Ниланджана надела головной убор. В нем стало душно и жарко. Она смотрела на мир сквозь желтую сетку, и все воспринималось в желто-коричневых тонах.
– Веди, – сказала она.
Впервые в жизни Ниланджана оказалась на религиозной службе. Но человеку не требуется опыт или знания, чтобы составить о чем-то свое мнение. Выясняется, что нужно всего лишь мнение.
Ее отношение к религии всегда было сдержанно-неодобрительным. Она не считала, что люди, верящие во все эти штуки, делают что-то не то –
Ее взгляд на мир был простым и рациональным. Он таков, каков он есть, думала она. Существуют звезды, луна, почва, собаки, руки, любовь, НЛО, засекреченные правительственные агентства, люди-кроты – и в этом нет никакого волшебства. Реальность – это то, что реально, и ничего больше. Она верила в пользу отсутствия веры. И ее вера в это была огромной. Поэтому она вошла на службу со смешанным чувством опасения и жалости.
Зал был таким, каким она его запомнила, – простым, за исключением одиннадцати витражных колонн, каждая из которых была красива сама по себе, но казалась слишком яркой в окружении незатейливых стен, обшитых бежевым гипсокартоном. На стульях плотными рядами сидели люди, все гендерные, расовые и даже телесные различия которых скрывало единообразие одеяний и головных уборов, и в этом Ниланджана увидела своего рода красоту – красоту единения в общности, когда человек отбрасывает все, что делает его особенным. Потому что по всему, что делает человека особенным, его можно и должно судить. Отказ от этих различий, пусть даже ненадолго, означал отсутствие оснований для любых оценок, заставляя их взаимодействовать между собой на новых условиях.
Ниланджана нерешительно шагнула в зал. Ее отличие от этих людей было скрыто, но она его остро ощущала. Это было усиленное чувство, с которым она жила с тех пор, как приехала в Найт-Вэйл: она здесь чужая.
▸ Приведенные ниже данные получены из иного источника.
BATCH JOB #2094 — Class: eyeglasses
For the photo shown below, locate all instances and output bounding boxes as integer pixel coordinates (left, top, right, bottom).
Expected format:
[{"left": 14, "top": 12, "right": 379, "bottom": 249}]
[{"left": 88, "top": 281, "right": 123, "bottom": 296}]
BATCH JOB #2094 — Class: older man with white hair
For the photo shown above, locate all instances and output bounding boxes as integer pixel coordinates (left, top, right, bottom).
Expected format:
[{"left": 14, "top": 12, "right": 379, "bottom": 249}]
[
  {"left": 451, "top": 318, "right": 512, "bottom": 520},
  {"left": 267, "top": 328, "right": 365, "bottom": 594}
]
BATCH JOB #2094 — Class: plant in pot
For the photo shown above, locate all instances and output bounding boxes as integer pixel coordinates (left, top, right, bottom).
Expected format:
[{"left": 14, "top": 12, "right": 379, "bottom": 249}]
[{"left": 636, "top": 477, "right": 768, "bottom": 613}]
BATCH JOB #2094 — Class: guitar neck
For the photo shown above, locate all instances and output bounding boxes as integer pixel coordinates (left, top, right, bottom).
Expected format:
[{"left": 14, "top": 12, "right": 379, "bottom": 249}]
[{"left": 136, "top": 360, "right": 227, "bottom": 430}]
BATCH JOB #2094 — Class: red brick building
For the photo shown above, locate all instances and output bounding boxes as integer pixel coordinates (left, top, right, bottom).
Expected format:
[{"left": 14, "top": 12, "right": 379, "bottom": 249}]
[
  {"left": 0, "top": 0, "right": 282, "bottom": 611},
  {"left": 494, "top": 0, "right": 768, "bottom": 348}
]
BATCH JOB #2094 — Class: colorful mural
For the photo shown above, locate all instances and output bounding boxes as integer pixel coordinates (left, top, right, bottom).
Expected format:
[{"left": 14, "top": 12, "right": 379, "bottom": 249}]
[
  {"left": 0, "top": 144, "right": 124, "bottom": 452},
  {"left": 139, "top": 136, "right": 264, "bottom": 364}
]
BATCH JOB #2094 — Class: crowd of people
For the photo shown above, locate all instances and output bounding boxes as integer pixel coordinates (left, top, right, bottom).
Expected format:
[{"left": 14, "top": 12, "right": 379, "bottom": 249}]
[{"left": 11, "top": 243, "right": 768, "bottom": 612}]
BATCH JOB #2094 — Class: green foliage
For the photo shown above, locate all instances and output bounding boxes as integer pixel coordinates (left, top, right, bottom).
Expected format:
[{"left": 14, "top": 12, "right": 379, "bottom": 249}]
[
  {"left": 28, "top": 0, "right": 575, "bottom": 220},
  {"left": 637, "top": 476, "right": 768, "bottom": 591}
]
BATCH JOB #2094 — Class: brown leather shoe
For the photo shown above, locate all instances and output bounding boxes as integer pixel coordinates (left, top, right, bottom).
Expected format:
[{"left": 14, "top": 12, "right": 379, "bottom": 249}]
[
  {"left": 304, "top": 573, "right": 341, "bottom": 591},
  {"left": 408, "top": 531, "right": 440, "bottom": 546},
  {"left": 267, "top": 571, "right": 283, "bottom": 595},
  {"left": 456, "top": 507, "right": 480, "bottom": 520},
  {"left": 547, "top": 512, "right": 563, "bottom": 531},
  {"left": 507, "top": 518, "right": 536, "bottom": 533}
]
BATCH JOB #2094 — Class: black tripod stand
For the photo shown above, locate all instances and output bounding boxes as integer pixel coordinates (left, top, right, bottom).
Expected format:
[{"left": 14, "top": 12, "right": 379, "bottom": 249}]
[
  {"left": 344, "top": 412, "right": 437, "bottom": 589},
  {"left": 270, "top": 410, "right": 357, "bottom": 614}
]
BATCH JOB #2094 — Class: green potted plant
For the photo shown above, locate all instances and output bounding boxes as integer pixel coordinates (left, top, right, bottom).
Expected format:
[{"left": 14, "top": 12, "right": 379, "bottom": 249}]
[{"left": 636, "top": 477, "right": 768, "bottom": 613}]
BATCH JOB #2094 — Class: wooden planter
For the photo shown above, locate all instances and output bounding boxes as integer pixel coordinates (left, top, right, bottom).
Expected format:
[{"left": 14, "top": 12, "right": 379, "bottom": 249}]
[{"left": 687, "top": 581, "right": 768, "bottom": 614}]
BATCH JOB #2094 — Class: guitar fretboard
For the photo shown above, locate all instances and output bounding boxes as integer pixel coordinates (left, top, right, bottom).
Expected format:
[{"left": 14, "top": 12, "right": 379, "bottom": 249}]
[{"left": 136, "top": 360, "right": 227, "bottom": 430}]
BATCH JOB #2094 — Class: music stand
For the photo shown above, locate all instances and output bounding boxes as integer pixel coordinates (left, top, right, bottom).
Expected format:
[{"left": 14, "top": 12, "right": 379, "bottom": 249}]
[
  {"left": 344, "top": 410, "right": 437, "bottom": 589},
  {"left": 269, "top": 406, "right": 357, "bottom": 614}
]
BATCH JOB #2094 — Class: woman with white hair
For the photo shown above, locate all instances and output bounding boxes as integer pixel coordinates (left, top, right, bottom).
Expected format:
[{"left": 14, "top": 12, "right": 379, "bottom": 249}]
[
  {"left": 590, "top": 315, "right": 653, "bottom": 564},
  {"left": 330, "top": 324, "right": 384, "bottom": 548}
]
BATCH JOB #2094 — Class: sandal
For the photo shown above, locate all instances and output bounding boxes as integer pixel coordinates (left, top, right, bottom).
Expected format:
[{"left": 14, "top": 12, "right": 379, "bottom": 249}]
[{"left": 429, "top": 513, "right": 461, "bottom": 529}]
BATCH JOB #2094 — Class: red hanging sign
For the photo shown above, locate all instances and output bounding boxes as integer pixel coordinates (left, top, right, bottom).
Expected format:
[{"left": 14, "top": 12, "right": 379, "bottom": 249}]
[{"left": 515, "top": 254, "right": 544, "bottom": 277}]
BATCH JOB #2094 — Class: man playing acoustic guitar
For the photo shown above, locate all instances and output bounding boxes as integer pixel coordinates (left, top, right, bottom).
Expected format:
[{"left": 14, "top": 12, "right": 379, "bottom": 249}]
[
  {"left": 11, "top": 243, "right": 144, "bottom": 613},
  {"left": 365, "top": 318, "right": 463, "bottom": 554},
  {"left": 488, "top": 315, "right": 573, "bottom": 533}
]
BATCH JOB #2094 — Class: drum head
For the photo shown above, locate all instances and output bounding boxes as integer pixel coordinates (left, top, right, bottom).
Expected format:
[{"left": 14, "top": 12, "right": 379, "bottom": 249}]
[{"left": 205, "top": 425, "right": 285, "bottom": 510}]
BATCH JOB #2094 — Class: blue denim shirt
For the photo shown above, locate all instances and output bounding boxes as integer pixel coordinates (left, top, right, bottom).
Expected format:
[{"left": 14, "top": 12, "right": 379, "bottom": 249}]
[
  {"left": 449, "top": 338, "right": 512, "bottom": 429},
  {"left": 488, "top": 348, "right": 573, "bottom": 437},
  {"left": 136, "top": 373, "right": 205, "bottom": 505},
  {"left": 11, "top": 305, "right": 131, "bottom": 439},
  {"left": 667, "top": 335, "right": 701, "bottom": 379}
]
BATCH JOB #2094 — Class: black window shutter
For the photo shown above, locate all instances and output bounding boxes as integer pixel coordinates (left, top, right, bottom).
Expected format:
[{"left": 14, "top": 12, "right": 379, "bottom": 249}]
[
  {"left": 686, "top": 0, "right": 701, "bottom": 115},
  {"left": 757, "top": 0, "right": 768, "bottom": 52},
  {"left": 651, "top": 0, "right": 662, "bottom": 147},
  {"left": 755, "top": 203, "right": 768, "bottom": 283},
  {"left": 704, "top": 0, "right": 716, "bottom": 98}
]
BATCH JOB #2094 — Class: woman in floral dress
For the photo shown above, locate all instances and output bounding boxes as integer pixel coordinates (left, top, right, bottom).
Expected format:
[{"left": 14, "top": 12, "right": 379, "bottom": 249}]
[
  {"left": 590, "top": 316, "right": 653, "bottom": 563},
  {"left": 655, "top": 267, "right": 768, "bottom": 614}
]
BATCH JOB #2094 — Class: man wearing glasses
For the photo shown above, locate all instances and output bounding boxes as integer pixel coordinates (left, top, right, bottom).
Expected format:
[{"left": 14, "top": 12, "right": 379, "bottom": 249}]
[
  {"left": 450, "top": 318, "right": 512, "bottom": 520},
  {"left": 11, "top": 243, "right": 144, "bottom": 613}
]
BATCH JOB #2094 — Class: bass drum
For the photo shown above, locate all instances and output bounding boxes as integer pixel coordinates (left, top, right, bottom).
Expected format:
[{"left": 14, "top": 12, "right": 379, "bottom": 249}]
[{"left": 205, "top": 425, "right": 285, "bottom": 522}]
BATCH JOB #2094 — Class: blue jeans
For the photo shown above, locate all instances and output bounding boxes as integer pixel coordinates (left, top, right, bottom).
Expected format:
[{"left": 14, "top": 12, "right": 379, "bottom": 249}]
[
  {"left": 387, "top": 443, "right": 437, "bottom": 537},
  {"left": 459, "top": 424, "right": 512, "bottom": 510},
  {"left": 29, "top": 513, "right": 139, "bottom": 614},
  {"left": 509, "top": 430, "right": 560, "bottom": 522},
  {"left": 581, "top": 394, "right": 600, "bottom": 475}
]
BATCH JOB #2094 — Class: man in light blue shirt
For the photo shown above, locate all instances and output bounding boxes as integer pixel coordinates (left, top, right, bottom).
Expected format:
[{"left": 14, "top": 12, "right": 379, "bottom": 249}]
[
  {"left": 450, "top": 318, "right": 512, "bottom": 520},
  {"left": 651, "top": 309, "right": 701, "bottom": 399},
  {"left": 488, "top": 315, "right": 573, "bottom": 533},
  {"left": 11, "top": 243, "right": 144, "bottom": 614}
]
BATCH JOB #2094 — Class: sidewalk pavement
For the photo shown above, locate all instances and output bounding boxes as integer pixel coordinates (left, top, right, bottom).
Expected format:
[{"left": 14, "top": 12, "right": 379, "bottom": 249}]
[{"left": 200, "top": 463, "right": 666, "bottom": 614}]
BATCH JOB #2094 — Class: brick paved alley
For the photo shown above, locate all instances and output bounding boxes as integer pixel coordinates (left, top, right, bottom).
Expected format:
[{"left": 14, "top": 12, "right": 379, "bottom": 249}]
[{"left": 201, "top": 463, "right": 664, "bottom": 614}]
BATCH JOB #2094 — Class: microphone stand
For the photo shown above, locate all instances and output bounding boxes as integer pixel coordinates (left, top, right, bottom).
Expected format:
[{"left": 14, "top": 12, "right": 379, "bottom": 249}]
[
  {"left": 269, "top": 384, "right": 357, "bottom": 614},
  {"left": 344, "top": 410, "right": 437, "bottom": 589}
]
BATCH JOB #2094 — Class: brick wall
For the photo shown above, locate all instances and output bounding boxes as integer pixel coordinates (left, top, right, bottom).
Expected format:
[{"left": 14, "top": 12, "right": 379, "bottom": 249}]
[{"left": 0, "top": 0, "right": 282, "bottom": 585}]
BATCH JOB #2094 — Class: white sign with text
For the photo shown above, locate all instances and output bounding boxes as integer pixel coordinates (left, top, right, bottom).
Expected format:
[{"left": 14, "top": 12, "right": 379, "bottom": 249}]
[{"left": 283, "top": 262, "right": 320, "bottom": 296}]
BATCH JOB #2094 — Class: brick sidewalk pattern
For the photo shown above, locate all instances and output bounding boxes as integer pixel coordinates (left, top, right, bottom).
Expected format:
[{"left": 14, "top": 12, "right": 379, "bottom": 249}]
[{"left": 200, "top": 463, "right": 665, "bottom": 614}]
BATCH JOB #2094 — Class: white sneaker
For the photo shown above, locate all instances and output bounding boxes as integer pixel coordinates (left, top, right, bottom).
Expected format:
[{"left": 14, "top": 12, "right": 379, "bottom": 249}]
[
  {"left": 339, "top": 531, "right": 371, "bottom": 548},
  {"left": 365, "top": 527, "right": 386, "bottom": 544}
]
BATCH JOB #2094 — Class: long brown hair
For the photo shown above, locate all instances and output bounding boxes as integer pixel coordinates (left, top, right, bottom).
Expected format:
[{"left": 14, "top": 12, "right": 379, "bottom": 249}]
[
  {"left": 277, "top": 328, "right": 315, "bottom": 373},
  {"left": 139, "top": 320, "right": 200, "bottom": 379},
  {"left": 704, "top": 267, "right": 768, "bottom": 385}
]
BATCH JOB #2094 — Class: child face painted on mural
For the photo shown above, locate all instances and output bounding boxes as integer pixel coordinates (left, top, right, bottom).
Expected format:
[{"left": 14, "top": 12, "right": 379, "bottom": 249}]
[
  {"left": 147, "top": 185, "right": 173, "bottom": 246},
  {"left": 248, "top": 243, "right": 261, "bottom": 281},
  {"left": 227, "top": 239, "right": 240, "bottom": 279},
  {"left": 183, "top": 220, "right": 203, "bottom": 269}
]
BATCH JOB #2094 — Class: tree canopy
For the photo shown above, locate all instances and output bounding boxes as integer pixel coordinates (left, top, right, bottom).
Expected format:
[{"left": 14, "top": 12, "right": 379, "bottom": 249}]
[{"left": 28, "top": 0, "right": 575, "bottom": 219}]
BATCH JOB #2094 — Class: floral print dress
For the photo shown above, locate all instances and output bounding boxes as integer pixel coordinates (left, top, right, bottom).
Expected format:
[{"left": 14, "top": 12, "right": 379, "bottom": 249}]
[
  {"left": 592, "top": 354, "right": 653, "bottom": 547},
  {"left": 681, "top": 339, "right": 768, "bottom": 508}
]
Стоявший на пороге Дэррил подтолкнул ее вперед, легонько сжав ей руку, и исчез. Теперь для находившихся в зале она превратилась в него, поэтому, направляясь к свободному стулу, на который он ей указал, изо всех сил старалась шагать с неторопливой уверенностью. Никто, похоже, не обратил на нее особого внимания, хотя при взгляде на головные уборы трудно было сказать наверняка. Все как раз исполняли гимн – веселую песенку, и им на акустической гитаре аккомпанировала одна из фигур в одеянии. Это была простая, легко запоминающаяся мелодия, написанная в современном стиле. Она скорее напоминала ранних «Битлз», нежели грегорианские распевы.
Припев повторялся несколько раз, собравшиеся подпевали и хлопали в ладоши. Тональность сделалась выше, и гитара ускорила ритм. Ниланджана нашла свое место и села.
– Почти пора, – произнесла сидевшая рядом фигура голосом Стефани: Дэррил, естественно, занимал в церкви место рядом с друзьями. – Вот-вот начнется проповедь. У тебя все в порядке?
Не видя лица Стефани, Ниланджана не смогла понять ее интонацию. Ей показалось, что ее голос звучал саркастически, словно она все знала. Предупредил ли Дэррил друзей о ее присутствии? Все это напомнило ей документальный фильм «Кэрри» о девушке, которую обманом заставили поверить в собственную популярность (специально подстроенным голосованием ее даже избрали королевой бала), и все для того, чтобы во время танцев окатить ее свиной кровью. Кэрри отреагировала, выиграв дело против школы и отправив виновных в тюрьму за оскорбление действием.
Не имея возможности ответить, не выдав себя, Ниланджана решила пожать плечами, а потом хлопала в ладоши с таким энтузиазмом, который не способствовал продолжению разговора. Накануне вечером Дэррил предложил обучить ее некоторым песням и основным танцевальным движениям, которые исполнялись во время службы, но все кончилось тем, что они занялись совсем другими движениями. Об этих движениях она не жалела, но жалела, что так и не порепетировала.
На лице у нее робко плясал солнечный свет, дробящийся о пластиковые жалюзи на раздвижной двери в конце зала, висевшей на дешевых металлических цепях. Жалюзи влажно постукивали одна о другую, словно проливной дождь на фоне иссушенного неба.
Песня закончилась, и ритмичные хлопки переросли в аплодисменты.
– Благодарю тебя, Гордон, – сказала женщина без закрывающего лицо головного убора. Вместо него на ней была огромная желтая шляпа. При этих трех словах собрание утихло и стало напряженно прислушиваться. В воздухе повисло благоговение, а еще страх. Исходившая от женщины абсолютная власть уравновешивалась ее непринужденным тоном.